Nulla meglio dell’esperienza del nostro comune padre nella fede può aiutarci a capire e per questo ho pensato di chiamare questo atteggiamento il complesso di Abramo: arrivare a cinquant’anni senza avere un figlio, malgrado una promessa di compimento. Abramo pensò di arrangiarsi con una schiava.

La vertigine della missione viene esaurita dall’identificazione con un’opera, talvolta con un’aggravante: ci si serve dell’Istituto e del suo “marchio” per costruirsi uno “status” o una posizione.

5. Il complesso di Pietro

La vita nel mondo è impegnativa e non concede tregua. Non ci si può permettere di essere irresponsabili circa l’uso del denaro, non si può non rendere conto del proprio operato.

Non è raro trovare che qualcuno, in virtù dello stato di religioso, si ritenga esentato da ciò che per qualsiasi uomo sul pianeta costituisce una preoccupazione: abbiamo rinunciato a possedere, non a vivere responsabilmente.

Anche per questa situazione possiamo trovare un nome che è il complesso di Pietro: la presunzione di essere esenti perché “stiamo facendo il bene”. È un atteggiamento da cui il principe degli Apostoli ha dovuto imparare presto a guardarsi, come ci testimonia l’episodio che lo vede protagonista quando Gesù lo manda a cercare la moneta per il tributo nella bocca del pesce (Mt 17,24-27). Con sorpresa Pietro apprende che Gesù, pur essendo figlio, non reclama alcuna esenzione dagli obblighi fondamentali della vita.

Esenzione e privilegio non fanno parte del vocabolario di Gesù.

6. Il complesso di Tommaso

Talvolta, un certo ritegno nei confronti di chi svolge un servizio impegnativo e difficile come quello dell’Economo, trattiene i superiori dall’esercitare i controlli che sono, invece, dovuti. Non si vuole ferire, pensando che controllare corrisponda a un atto di sfiducia.

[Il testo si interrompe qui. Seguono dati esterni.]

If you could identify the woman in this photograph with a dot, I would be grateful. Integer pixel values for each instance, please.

Da parte sua, l’economo potrebbe sentirsi minacciato da controlli che invece dovrebbero costituire una consuetudine. Un economo dovrebbe considerare la disponibilità ai controlli non solo come un suo dovere, ma addirittura come un suo diritto. Il controllo costituirà la conferma pubblica del suo buon operato.

Oserei chiamare questa situazione il complesso di Tommaso: ci si illude che nell’ambito amministrativo si possa vivere sulla fiducia, “anche senza aver visto”. I controlli ci devono essere e devono essere condotti al momento richiesto. Il monito di Gesù a Tommaso – “beati quelli che pur non avendo visto crederanno!“ (Gv 20,29) – non si applica all’ambito amministrativo.

Conclusione

Qualcuno potrebbe pensare che il senso di questo articolo è di convincere che dobbiamo essere tutti economi e che tutti i comboniani debbano trasformarsi in amministratori. Non è questo ovviamente lo scopo. Vi sono doni diversi e la molteplicità di doni – per fortuna – continuerà ad accompagnarci. Ma la diversità dei doni non è motivo per non vivere la responsabilità. Per poterla esercitare occorrono degli strumenti e delle conoscenze elementari. È come imparare a guidare: lo si fa una volta sola nella vita e poi si è attrezzati, anche se i modelli delle auto e la viabilità cambiano. Certamente, su questo standard minimo dobbiamo ragionare un po’, perché succedono troppe cose poco edificanti.

Per questo, non ci stancheremo di lavorare affinché la zizzania diventi grano, il brutto anatroccolo si trasformi in cigno e perché dal concorrere di tanti complessi stonati nasca un’orchestra capace di suonare una meravigliosa sinfonia a gloria di Dio e del suo Regno.